For a long while now I’ve loved the idea of computing using devices with less capability. My six year old Macbook Pro (dual core i5, 8GB RAM) chugs when opening and browsing Facebook on Chrome. The way I use Facebook, it’s not doing anything different for me compared to how I used it six years ago when I got it, so why should it (or Chrome, or the underlying OS) start performing so badly? I started wondering if I could fight back against the resource-hungry web, eschew power-slurping Electron applications, and bend it all to work on something smaller, something more limited.
About six months ago I started thinking on this more solidly, what cool hardware could I make it out of, what funky or fancy features could I add to make this the raddest homemade computing device? I even got as far as ordering and mucking around with an OLKB Planck.
New keyboard arrived! @OrtholinearKB + @Massdrop Planck with Kailh speed copper switches. Tiny four row keyboard, practising with it at work but unsure what to commit it to:— Az (@judges119) December 9, 2020
- work keyboard
- render/project macro board
- build a cyberdeck RPi and use this pic.twitter.com/rqn1VbFJYF
And finally, a couple of weeks ago, I realised that all this daydreaming wasn’t helping me acheive my goal. I could shit in one hand and wish in the other and see which fills up first, or I could just use what I had lying around and get started. In the end the only thing I had to buy was a tiny screen that could be powered off USB. I had everything else I needed to get a prototype done. I ended up using the following:
- Raspberry Pi Model 3B+ (was my Gopher server, now virtualised)
- OLKB Planck keyboard
- 1024x600 HDMI 7" Screen with USB Capacitive Touch from Jaycar
I initially bought a screen without touch capability, but it was dead-on-arrival and while I’ve sent it back to claim a refund, it’s unlikely a replacement would be possible as it seems to be out of stock in most places, even overseas. So I could keep putting it together while waiting for the refund, I ended up shelling out for a different screen and the model shown above met my needs and I didn’t have to set up touch.
After everything arrived, I tried a few different boxes I had as cases to emulate that laptop feel (screen on hinged top, keyboard/guts in the bottom), but found the excess cabling dangling to be ugly and interfering, and I would need to rig up some kind of brace to prevent it opening too far. In the end, I’ve settled on the setup you see below using an archive box/folder from Ikea. Keyboard aligned bottom-left with screen mounted above, both parts on cardboard supports/jigs. Raspberry Pi partially hidden underneath, with the majority of the cabling obscured.

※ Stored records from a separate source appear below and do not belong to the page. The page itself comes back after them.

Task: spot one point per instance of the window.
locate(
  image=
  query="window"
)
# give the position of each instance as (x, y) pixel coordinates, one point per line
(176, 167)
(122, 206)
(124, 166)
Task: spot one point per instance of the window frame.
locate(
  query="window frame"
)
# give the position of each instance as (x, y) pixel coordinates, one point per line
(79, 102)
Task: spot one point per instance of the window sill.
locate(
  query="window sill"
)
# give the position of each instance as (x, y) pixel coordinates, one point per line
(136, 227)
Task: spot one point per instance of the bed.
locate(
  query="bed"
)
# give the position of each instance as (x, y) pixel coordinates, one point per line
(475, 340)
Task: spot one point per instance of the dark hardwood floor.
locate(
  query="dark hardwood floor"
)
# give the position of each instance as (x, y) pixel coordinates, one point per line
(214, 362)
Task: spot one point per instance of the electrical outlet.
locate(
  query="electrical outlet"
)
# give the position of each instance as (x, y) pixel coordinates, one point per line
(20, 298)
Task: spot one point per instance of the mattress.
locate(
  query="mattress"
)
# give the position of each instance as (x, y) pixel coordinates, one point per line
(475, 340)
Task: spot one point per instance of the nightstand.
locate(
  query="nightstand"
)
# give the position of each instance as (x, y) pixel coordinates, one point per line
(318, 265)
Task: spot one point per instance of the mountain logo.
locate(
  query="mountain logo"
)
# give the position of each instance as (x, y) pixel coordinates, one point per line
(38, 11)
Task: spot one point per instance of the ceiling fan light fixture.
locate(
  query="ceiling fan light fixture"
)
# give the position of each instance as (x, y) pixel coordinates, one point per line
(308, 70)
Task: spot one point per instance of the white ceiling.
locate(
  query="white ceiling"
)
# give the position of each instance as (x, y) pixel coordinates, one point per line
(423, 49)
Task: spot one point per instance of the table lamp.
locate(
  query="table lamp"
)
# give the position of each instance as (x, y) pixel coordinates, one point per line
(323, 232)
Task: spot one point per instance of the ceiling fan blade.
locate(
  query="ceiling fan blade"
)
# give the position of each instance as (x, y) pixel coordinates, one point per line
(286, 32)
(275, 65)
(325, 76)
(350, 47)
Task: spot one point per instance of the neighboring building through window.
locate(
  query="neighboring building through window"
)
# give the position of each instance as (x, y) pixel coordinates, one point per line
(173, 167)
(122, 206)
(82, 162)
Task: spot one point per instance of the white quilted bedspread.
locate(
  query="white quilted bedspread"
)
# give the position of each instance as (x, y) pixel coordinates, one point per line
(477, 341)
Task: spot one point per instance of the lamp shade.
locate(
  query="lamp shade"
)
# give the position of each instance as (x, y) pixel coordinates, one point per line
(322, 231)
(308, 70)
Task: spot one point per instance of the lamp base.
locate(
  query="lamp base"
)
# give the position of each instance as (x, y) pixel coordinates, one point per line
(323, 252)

I’ve procured two mobile powerbanks to use as potential batteries, one for the RPi (which also powers the keyboard) and one for the screen, as it draws enough current to make the Raspberry Pi unhappy feeding it via USB. However, while I’m lounging on the couch, keeping it connected to mains power is no problem.
The laptop/cyberdeck (named
claude) runs on Alpine Linux, a tiny Linux distribution focused on simplicity and resource efficiency. Unfortunately for Raspberry Pi usage, the supported option runs the whole operating system from RAM. After a long night of wrangling with getting it installed too the microSD card and another half-evening messing with wireless drivers, I eventually had a device that could connect to the internet, that could store files, and that wouldn’t be completed wiped on reboot.
As you can see in the above pic, I’m not using any graphical desktop environment, this is a conscious choice as I want to push the limits of my terminal/CLI knowledge and get better overall at interfacing with systems this way. This has definitely been an interesting experience so far, lacking the ability to scroll back the viewport requires me to pipe everything to
less and use
screen before, but getting more confident with that (or
tmux) for swapping between terminal sessions like I would desktop windows should help my productivity.
Tonight has probably been the biggest step, which involved setting up
git, generating an SSH key, checking out my blog (it’s a statically generated site and writing half this post on it. In fact write now I’m editing it while a
screen session running
hugo serve monitors and rebuilds the site so I can test it in Lynx.
It’s definitely been a learning exercise, but this isn’t a bad thing. If anything, I’ve really enjoyed it and the revelations it’s provided about the conveniences we are normally afforded when computing. I’m interested to do more with this, and see where it takes me. It feels enjoyable, it feels engaging, and fun, and it all feels mine.